Now that the model has been trained, we can use SageMaker Batch Transform to run it against a bulk set e.g. our test set:

In [None]:
# Define a SKLearn Transformer from the trained Estimator
transformer = estimator.transformer(
    instance_count=1, 
    instance_type="ml.m4.xlarge",
    assemble_with="Line",
    accept="text/csv",
    output_path="s3://{}/{}".format(bucket, results_prefix)
    # By default data will be processed in batches for speed: You could add strategy="SingleRecord"
)

# Start the inference job
transformer.transform(
    "s3://{}/{}/{}".format(bucket, data_prefix, test_filename),
    content_type="text/csv",
    split_type="Line",
    input_filter="$[0:1]" # Only send the first two columns (the input features UID & IID)
)

print("Waiting for transform job: {}".format(transformer.latest_transform_job.job_name))
transformer.wait()

In [None]:
# Download the raw output data from S3 to local filesystem
batch_output = transformer.output_path
!mkdir -p $results_prefix/
!aws s3 cp --recursive $batch_output/ $results_prefix/
# (Head to see what the batch output looks like)
!head $results_prefix/*

In [None]:
# There should be just one .out file, which we can load into a dataframe
results_df = pd.read_csv(
    os.path.join(results_prefix, "{}.out".format(test_filename)),
    names=["USER_ID", "ITEM_ID", "RATING_ACTUAL", "RATING_PREDICTED", "RESULT_METADATA"]
)
results_df.head()
# Note the RATING_ACTUAL field is empty because surprise gives us the option of passing in actuals, but we chose
# not to send them. Could join this dataframe on to the underlying test CSV to match up the actuals.

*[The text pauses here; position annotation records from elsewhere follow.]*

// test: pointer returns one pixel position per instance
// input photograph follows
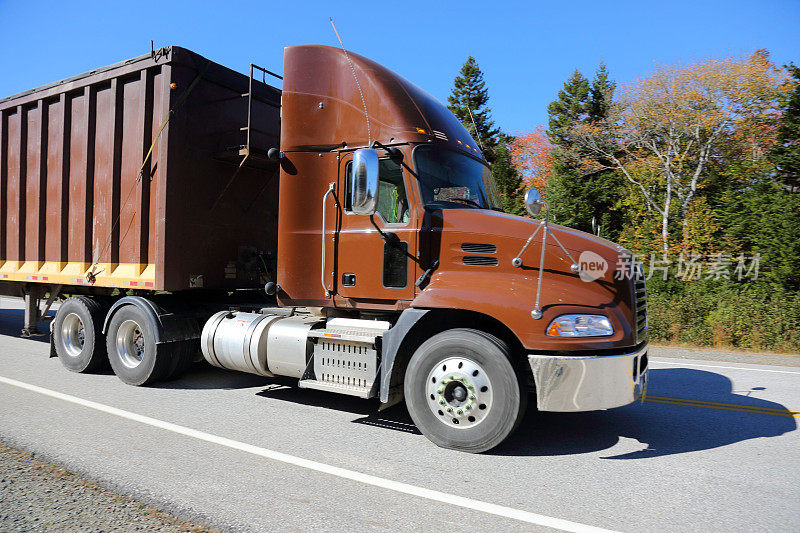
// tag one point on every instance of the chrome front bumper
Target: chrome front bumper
(588, 383)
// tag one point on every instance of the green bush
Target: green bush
(755, 316)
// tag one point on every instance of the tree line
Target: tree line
(692, 159)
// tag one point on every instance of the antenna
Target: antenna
(477, 133)
(352, 68)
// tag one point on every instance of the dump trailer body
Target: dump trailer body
(129, 177)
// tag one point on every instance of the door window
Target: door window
(392, 198)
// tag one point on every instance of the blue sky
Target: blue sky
(526, 49)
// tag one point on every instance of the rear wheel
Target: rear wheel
(132, 351)
(77, 334)
(462, 390)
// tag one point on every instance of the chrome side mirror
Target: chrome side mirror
(534, 203)
(364, 183)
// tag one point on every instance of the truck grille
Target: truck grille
(640, 302)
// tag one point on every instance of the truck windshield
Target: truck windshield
(450, 180)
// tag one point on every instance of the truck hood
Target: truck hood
(511, 230)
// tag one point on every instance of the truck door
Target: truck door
(369, 267)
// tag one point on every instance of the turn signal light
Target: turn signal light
(580, 326)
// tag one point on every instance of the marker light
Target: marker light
(580, 326)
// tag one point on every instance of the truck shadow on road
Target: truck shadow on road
(12, 321)
(661, 428)
(651, 429)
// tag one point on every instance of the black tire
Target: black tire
(77, 335)
(490, 360)
(134, 356)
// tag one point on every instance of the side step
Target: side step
(361, 392)
(345, 358)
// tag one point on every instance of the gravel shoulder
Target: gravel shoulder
(39, 496)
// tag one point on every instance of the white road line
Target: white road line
(421, 492)
(654, 361)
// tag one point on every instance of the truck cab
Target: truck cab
(432, 254)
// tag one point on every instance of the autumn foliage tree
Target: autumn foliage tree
(663, 131)
(532, 154)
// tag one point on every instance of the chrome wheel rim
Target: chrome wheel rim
(73, 335)
(459, 392)
(130, 344)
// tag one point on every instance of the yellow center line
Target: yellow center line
(724, 406)
(705, 402)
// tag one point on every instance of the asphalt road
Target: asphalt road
(715, 448)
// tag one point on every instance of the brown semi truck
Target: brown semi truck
(343, 230)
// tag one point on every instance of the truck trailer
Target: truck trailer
(343, 230)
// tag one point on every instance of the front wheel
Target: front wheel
(462, 390)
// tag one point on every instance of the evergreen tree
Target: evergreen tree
(470, 94)
(576, 198)
(786, 154)
(506, 177)
(571, 106)
(602, 93)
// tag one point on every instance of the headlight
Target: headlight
(580, 326)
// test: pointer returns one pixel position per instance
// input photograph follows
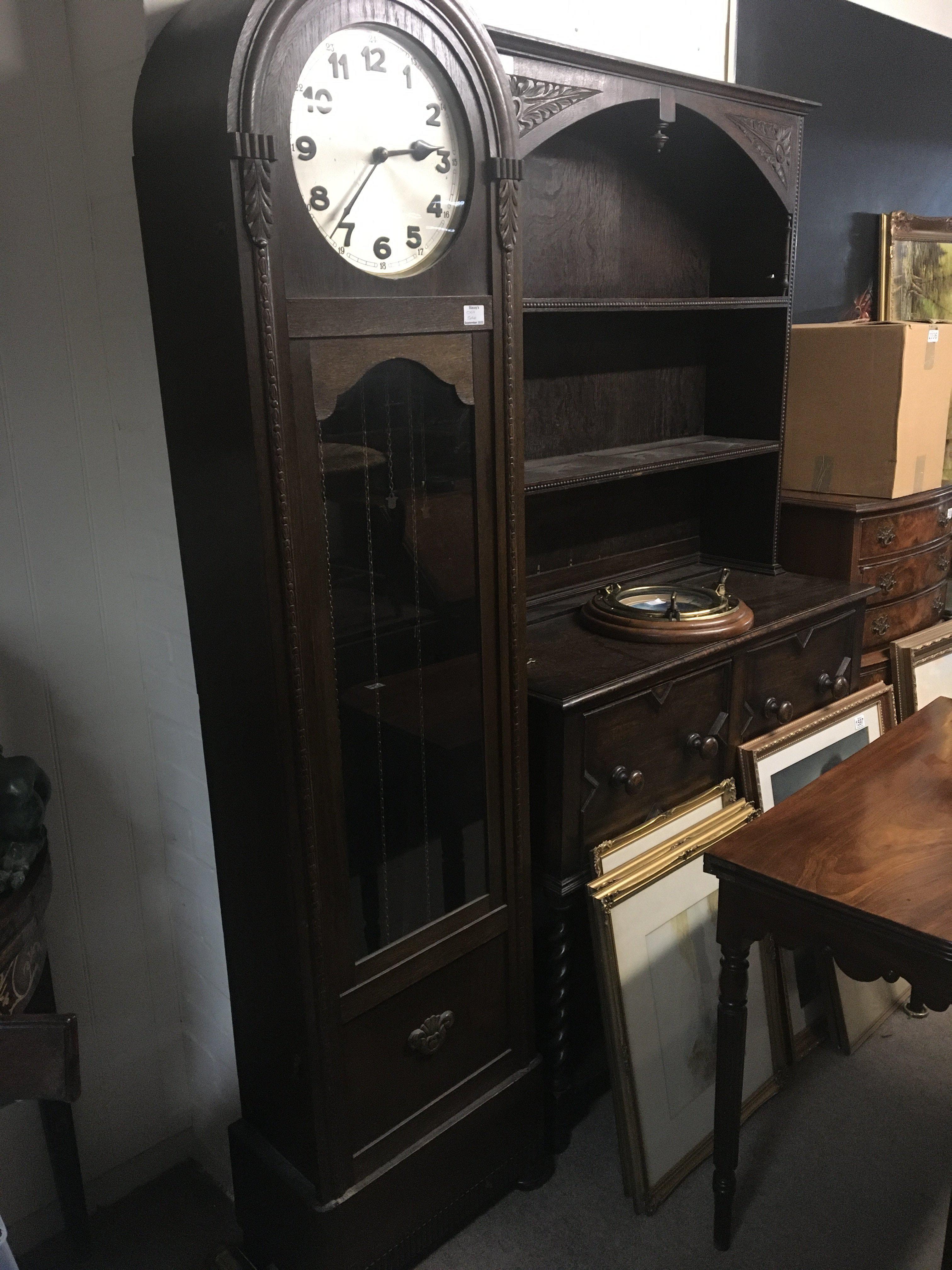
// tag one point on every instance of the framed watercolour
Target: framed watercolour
(916, 267)
(666, 827)
(922, 668)
(774, 768)
(654, 923)
(916, 279)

### Deploy the model for online/realtime inference

As well as batch jobs, we can deploy our model as an API endpoint for real-time predictions:

In [None]:
# deploy() should print periodic "-"s while running, and a "!" when finished.
print("Deploying model...")
predictor_raw = estimator.deploy(
    initial_instance_count=1,
    instance_type="ml.m4.xlarge"
    #content_type=sagemaker.content_types.CONTENT_TYPE_JSON
)

In [None]:
# Our entry point's input_fn() is set up to support both single and batch requests:
online_test_1 = (186, 377)
print("Sample prediction for {}: Result = \n{}".format(online_test_1, predictor_raw.predict(online_test_1)))

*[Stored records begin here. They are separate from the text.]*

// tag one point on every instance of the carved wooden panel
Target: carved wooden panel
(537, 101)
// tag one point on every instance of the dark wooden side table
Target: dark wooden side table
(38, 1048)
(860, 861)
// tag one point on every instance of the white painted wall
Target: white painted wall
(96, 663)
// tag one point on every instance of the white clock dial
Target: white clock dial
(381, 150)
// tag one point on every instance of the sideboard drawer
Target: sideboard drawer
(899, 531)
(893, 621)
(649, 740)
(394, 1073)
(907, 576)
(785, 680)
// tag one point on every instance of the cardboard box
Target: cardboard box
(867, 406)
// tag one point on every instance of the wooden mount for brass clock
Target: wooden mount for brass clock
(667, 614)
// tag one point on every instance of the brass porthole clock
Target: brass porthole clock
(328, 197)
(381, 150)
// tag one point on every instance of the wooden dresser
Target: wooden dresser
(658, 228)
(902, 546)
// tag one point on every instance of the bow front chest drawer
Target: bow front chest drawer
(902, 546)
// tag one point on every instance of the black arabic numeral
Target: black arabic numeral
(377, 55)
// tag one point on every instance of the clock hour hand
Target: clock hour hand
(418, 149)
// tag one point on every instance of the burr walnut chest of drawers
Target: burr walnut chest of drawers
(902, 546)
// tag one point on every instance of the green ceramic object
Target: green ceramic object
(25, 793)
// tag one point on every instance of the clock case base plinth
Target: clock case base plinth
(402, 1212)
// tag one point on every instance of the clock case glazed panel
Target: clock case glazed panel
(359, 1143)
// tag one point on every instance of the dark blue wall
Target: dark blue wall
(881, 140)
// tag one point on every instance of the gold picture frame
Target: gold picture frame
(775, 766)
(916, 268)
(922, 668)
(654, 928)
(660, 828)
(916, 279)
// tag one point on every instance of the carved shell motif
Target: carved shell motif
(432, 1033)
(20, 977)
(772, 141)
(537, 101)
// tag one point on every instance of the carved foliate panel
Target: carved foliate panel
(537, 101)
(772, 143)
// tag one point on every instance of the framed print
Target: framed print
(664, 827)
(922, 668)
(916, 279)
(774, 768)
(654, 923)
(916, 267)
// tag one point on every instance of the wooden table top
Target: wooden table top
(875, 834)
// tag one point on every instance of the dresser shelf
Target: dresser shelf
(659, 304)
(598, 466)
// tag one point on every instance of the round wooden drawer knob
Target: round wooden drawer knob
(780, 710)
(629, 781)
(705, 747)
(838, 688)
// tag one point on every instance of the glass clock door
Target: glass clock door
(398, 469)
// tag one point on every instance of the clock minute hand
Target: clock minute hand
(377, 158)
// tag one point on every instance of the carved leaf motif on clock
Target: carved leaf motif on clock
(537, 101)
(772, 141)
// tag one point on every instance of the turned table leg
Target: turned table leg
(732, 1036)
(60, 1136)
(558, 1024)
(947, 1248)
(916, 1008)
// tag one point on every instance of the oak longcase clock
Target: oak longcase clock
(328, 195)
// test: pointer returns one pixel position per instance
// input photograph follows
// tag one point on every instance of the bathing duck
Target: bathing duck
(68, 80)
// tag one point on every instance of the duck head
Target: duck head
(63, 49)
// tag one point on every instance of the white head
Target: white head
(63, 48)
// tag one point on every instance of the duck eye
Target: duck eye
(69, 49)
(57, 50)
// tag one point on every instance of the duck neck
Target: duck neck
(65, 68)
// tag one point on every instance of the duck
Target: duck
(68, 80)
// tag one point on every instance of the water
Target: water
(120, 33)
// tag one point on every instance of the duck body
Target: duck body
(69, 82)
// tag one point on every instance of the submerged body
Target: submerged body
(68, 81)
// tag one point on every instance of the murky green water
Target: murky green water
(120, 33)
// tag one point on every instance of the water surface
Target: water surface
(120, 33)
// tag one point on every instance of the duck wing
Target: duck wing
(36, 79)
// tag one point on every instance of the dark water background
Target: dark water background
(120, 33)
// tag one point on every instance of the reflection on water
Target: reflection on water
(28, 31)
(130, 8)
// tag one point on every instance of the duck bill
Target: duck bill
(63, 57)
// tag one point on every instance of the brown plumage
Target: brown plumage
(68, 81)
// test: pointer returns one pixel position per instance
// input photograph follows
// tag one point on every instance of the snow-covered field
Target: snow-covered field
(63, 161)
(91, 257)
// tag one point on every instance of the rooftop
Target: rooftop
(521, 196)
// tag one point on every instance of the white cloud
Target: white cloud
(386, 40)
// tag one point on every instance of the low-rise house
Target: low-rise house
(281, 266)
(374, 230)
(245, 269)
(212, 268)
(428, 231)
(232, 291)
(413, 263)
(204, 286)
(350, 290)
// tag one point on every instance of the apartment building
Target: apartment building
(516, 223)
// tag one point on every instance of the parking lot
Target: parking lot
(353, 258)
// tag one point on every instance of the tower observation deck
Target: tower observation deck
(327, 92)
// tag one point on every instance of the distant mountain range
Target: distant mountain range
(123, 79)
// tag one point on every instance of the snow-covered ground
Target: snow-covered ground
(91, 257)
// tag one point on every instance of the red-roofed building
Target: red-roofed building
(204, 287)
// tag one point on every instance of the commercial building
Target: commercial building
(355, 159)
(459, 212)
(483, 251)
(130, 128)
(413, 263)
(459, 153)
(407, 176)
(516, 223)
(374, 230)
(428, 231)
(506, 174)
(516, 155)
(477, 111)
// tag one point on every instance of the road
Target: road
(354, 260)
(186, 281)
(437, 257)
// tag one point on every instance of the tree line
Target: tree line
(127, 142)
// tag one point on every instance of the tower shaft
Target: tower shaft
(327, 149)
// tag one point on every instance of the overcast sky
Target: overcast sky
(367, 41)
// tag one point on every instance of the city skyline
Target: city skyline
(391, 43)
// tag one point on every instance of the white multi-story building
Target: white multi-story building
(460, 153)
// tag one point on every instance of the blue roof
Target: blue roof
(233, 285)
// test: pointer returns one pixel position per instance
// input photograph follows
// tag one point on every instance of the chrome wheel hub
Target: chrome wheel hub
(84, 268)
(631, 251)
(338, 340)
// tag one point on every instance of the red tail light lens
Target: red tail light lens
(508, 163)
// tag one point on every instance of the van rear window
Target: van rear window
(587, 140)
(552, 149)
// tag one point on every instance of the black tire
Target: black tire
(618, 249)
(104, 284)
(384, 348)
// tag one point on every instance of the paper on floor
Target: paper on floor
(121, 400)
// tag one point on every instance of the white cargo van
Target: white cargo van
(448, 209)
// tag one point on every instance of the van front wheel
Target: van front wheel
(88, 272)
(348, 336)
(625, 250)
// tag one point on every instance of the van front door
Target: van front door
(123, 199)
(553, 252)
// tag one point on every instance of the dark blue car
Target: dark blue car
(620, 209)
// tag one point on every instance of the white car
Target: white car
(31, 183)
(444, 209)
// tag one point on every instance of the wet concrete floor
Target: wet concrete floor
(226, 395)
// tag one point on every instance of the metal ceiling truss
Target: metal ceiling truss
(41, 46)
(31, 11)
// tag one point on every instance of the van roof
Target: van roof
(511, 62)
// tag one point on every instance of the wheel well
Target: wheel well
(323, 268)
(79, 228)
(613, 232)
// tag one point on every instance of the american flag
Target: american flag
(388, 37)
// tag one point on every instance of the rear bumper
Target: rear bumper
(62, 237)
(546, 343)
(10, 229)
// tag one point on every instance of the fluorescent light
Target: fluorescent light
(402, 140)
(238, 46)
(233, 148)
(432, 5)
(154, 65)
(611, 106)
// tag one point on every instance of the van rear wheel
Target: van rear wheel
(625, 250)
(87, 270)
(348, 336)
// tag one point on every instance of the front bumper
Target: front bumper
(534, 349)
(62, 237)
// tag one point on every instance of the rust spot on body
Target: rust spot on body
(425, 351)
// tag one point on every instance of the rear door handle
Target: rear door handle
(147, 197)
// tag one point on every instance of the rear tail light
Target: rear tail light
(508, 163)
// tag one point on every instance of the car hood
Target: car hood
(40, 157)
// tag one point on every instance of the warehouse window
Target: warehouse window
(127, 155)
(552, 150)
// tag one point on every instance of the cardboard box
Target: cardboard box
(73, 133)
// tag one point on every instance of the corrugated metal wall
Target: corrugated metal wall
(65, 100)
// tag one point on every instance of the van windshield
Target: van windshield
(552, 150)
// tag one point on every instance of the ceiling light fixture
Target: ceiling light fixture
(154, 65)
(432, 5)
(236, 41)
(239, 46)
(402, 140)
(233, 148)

online_test_2 = [(186, 377), (697, 333), (308, 664)]
print("Sample prediction for {}: Result = \n{}".format(online_test_2, predictor_raw.predict(online_test_2)))

### Alternative API formats

The SKLearn Predictor defaults to raw/numpy array input and output because it's idiomatic for scikit-learn.

The deployed `endpoint` can actually accept and generate whichever content types you set it up to support.

Here we create an alternative `Predictor` object, pointing at the same deployed endpoint but demonstrating a more web-API-like JSON endpoint:

In [None]:
predictor_json = sagemaker.predictor.RealTimePredictor(
    endpoint=predictor_raw.endpoint,
    accept=sagemaker.content_types.CONTENT_TYPE_JSON,
    content_type=sagemaker.content_types.CONTENT_TYPE_JSON
)

online_test_3 = '{ "uid": 186, "iid": 377 }'
print("Sample prediction for {}: Result = \n{}".format(
    online_test_3,
    json.loads(predictor_json.predict(online_test_3))
))

online_test_4 = '[{ "uid": 186, "iid": 377 }, { "uid": 697, "iid": 333 }]'
print("Sample prediction for {}: Result = \n{}".format(
    online_test_4,
    json.loads(predictor_json.predict(online_test_4))
))

### Clean up: delete the endpoint

Remember to clean up endpoint resources when no longer in use.

You may also like to do the following from the AWS console:

- Delete / clear out your bucket of data, models and results
- Stop this SageMaker notebook instance

In [None]:
predictor_raw.delete_endpoint()

### Next steps

As of 10th June 2019, AWS also offers the [Amazon Personalize]() managed service for recommender engine AutoML: Including modern algorithms that can sometimes significantly outperform the approaches used here.

This sample uses the same MovieLens data set as the [Amazon Personalize sample](https://github.com/aws-samples/amazon-personalize-samples), to help you experiment comparing the two!